Last week, Chicago-based aerospace firm Boeing Inc. said it would donate $30 million for a major renovation of the Smithsonian’s National Air and Space Museum. In total, Boeing has donated $58 million to the museum.
Billionaire Carlyle Group founder David Rubenstein donated $7.5 million to help fund the restoration of the Washington Monument damaged in a 2012 earthquake.
“The country doesn’t have the resources it once did. We don’t have the ability to fix things that we should do,” Rubenstein told an Aspen Institute panel discussion last month.
“Many things that (were) financed previously by the federal government cannot be anymore,” he said.
The National Archives, created in 1934, draws more than 1 million visitors annually and has 10 billion pages of textual records with major holdings dating back to 1775.
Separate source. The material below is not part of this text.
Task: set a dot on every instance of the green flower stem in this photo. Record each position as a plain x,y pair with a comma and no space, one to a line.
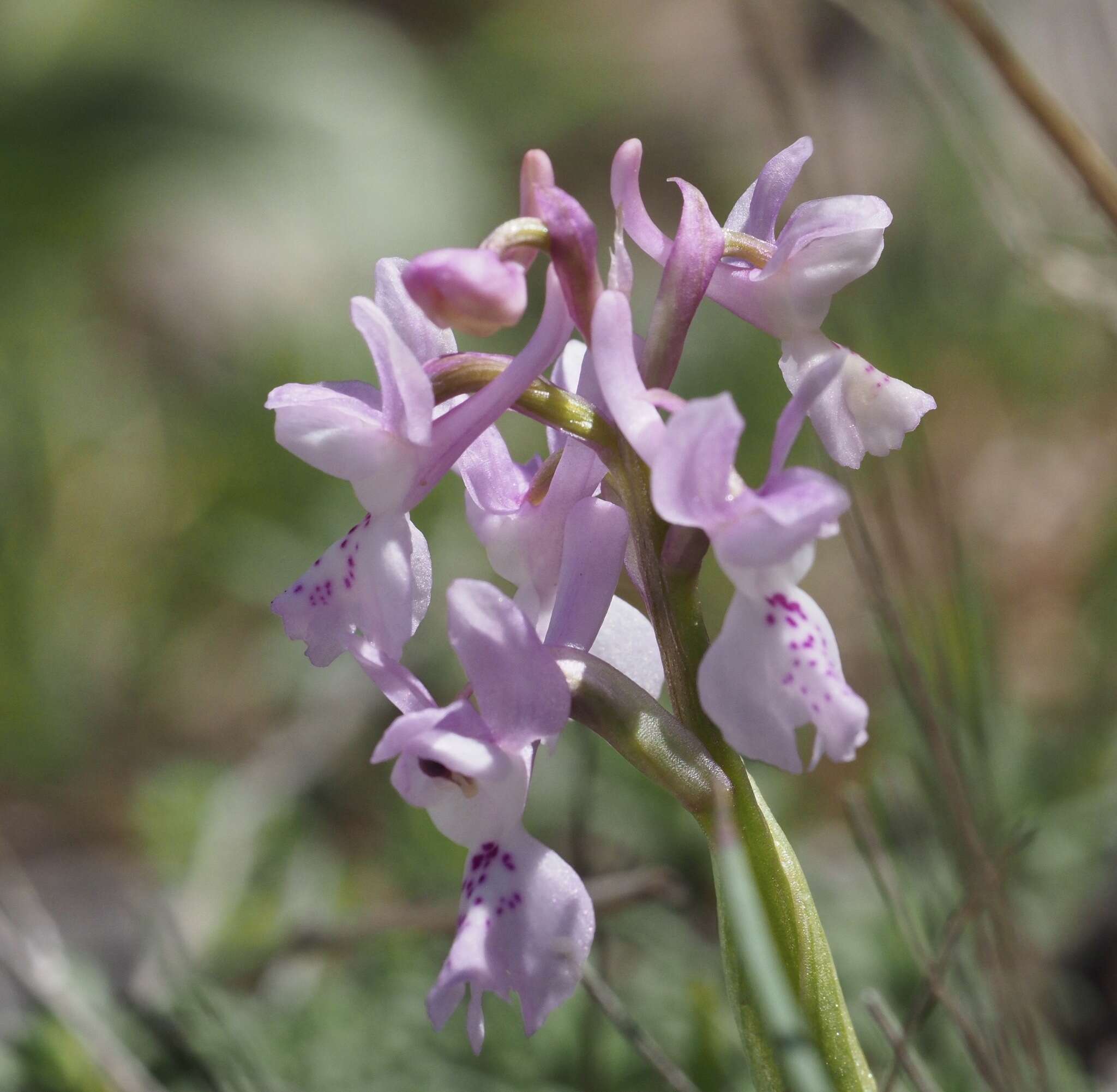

Toyota’s donation will undergird the Archive Foundation’s exhibition fund and help the Archives prepare and display records in the “Featured Document” exhibit in the museum’s East Rotunda Gallery over the next six months. The exhibit is located near displays of the Declaration of Independence, the U.S. Constitution and the Bill of Rights.
The first document that Toyota is helping preserve goes on display from April 17-May 8, in honor of the 100th anniversary of the Smith-Lever Act, which created agricultural cooperative extension services in connection with land-grant colleges. That will be followed by the 100th anniversary of the Mother’s Day proclamation from May 9-21. Mother’s Day is May 11.
The GI Bill of Rights goes on display June 6 — in honor of the 70th anniversary of D-Day — and runs until July 14.
The Gulf of Tonkin resolution — which provided the legal basis for the extension of the Vietnam War — goes on display on July 15-Aug. 7 — in commemoration of the 50th anniversary of its passage on Aug. 7.
Nixon’s resignation letter and Ford’s subsequent pardon go on display Aug. 8-11, to commemorate the 40th anniversary of the only president in U.S. history to be forced out of office.
Other documents include House passage of the Bill of Rights in 1798 that will be on display from Aug. 12-Sept. 10, as well as documents on the attack on Baltimore and Ft. McHenry and the burning of Washington during the War of 1812 — the 200th anniversary is Sept. 13-14.
They go on display Sept. 11-Oct. 30.